マトリックス機能による変調を音色作りに活かす(その1)
Spireはオシレータ、フィルターなどの音色作りのための入出力信号の流れが予め決められているので、GUI上の主なパラメータをエディットすることで十分な音色作りが行なえます。しかしながら、マトリックス機能を活用することで複雑な変調が得られ、音色作りの可能性を広げられます。
今回は積極的にマトリックス機能を使用してのサウンドメイクを紹介しましょう。
マトリックス機能とは?
本コーナーやチョイ足しの時にも紹介しましたが、今一度マトリックス機能について復習しておきましょう。
マトリックス機能とは、任意のパラメータ出力を用いて別のパラメータを変調する機能のことで、ほぼすべてのパラメータをSpire上で自由に接続して変調することができます。マニュアルにもある通り事実上無制限の信号ルーティングが可能なワケです。
マトリックスは15スロットで構成され、各スロットには2つのソースと4つのターゲットを設定でき、オシレータ、LFO、エンベロープ、ステッパーなどSpire上のパラメータに加えて、MIDI信号、MIDIコントローラなども割り当てることが可能です。
このソースとターゲットとは、変調信号を出すパラメータがソース、変調されるパラメータがターゲットとなります。
例えばSpireのEGやLFOはそれぞれ4基あり、各LFOで2つのパラメータを変調できますが、言い方を変えるとLFOのソース1つで2つのターゲットを変調できると言えます。
しかしながら、1つのソースで3つ以上のパラメータを変調することはできませんので、そのような場合にマトリックス機能を使うことで解決できます。
それ以外にもMIDIキーボードのモジュレーションホイールやピッチベンドホイールを使用してリアルタイムで変調をコントロールするなどマトリックス機能の用途は多岐に渡ります。
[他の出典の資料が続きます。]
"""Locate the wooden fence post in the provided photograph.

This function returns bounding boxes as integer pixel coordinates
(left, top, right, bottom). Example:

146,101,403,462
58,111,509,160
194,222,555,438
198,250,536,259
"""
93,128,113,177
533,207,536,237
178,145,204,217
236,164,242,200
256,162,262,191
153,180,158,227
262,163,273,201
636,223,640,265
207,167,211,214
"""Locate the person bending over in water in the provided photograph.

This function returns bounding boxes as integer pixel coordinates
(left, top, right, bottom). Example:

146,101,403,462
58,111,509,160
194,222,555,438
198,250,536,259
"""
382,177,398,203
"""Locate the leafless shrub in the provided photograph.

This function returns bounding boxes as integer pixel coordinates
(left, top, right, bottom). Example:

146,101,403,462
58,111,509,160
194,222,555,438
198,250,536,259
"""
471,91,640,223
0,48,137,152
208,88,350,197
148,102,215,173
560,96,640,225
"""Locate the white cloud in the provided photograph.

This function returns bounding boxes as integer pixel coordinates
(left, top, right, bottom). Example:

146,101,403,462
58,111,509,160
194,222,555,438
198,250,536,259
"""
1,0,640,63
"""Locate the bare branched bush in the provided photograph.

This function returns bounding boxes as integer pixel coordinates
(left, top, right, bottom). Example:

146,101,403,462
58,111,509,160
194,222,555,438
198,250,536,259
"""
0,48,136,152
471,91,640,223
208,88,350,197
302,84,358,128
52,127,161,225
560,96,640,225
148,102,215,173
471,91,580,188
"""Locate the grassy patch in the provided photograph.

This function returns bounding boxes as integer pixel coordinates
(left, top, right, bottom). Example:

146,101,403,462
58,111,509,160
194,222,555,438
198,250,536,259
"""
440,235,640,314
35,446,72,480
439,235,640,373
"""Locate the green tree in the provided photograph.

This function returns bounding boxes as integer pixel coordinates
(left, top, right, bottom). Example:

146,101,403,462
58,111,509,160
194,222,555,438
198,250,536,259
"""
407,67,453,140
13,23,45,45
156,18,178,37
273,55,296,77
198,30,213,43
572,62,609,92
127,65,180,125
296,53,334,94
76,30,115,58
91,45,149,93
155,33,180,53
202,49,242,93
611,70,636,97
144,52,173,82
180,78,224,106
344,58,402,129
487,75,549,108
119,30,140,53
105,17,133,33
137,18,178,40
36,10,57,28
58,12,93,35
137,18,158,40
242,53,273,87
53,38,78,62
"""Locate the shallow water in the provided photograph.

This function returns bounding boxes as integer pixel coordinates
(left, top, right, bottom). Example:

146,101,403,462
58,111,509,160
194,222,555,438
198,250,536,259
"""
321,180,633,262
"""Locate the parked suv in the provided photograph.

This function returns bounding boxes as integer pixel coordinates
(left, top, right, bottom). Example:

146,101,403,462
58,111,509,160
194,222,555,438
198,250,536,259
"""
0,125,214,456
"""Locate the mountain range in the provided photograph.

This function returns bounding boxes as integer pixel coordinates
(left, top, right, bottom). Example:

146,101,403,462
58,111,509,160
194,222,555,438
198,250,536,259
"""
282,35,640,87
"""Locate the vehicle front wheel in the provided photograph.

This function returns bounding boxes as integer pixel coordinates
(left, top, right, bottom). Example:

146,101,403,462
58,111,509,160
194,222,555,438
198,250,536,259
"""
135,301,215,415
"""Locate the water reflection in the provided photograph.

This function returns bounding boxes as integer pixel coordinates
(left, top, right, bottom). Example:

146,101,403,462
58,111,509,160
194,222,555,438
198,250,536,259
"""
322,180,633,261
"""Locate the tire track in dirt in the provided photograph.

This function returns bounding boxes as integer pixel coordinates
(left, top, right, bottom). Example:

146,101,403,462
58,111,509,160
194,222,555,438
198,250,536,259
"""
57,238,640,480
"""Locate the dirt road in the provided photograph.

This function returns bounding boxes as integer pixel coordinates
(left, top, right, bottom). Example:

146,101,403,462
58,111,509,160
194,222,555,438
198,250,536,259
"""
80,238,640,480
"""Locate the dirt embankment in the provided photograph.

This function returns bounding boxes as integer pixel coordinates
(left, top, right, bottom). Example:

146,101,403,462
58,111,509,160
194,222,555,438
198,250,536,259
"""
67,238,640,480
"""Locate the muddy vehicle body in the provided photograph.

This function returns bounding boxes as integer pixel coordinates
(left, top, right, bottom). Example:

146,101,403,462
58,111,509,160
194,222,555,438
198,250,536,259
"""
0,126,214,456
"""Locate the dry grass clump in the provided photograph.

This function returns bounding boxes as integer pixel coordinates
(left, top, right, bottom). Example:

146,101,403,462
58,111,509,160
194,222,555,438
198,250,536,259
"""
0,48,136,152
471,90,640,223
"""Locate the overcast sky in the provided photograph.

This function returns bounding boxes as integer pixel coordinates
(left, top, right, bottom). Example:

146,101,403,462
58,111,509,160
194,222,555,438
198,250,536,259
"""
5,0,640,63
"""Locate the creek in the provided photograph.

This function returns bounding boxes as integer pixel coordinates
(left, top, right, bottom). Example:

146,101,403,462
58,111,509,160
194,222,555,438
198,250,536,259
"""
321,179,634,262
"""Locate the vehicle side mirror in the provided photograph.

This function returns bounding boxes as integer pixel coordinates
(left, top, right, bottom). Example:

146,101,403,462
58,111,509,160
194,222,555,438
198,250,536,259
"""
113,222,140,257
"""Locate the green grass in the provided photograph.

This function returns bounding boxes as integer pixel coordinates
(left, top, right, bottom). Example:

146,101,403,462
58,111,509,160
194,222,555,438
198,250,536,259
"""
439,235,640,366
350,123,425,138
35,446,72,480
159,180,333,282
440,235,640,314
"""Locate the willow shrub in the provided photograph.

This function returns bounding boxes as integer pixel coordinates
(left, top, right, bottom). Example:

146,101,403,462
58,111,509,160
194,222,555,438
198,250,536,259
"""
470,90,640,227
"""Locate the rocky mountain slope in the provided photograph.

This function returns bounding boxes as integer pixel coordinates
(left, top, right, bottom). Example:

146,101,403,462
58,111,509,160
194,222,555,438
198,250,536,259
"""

ソースとターゲットに割り当てられるパラメータについて
それではSpireでソースとターゲットに割当可能なパラメータを見てみましょう。
まず、ソースには図のようなパラメータを割当可能です。
リストの左側にはSpire内部の変調使用可能なパラメータ、右側にはMIDIによるコントロール系のパラメータが確認できますが、音色の根幹的なサウンドを決めるのはSpire内部のパラメータであるオシレータ、EG、LFOとなります。
EGやLFOが変調に使用できるのはわかりやすいですが、オシレータがなぜ変調に使用できるのかについて補足しておきましょう。
ちなみに、Moogの名機minimoogは3オシレータ仕様ですが、オシレータ3は一番低いレンジ設定にするとLFOとして使用できるようになっています。
このことからもわかるように、多くのシンセではその出力する周波数のレンジが異なるだけで、通常のオシレータもLFOと同じように使おうと思えば使えるのです。
続いてターゲットを見てみると、以下の図のようなパラメータを割当可能です。
図からもわかりますが、変調を受ける側はほとんどのSpireのパラメータが割り当てられるようになっていますので、設定次第では予想しないサウンドを得られることもあります。
少々マトリックス機能についての解説が長くなりましたが、次回から実際の音作りについて解説したいと思います。
Spire Topics & Tips – vol.11 プリセットデータ
↑ 今回作成してるサウンドのプリセット・データ(音色データ)です。ダウンロードされる「Osc-Mod-Bell-1.spf2_.zip」ファイルを解凍後、現れた「Osc Mod Bell 1.spf2」ファイルを、SpireのPreset Managerの「Import」から読み込みます。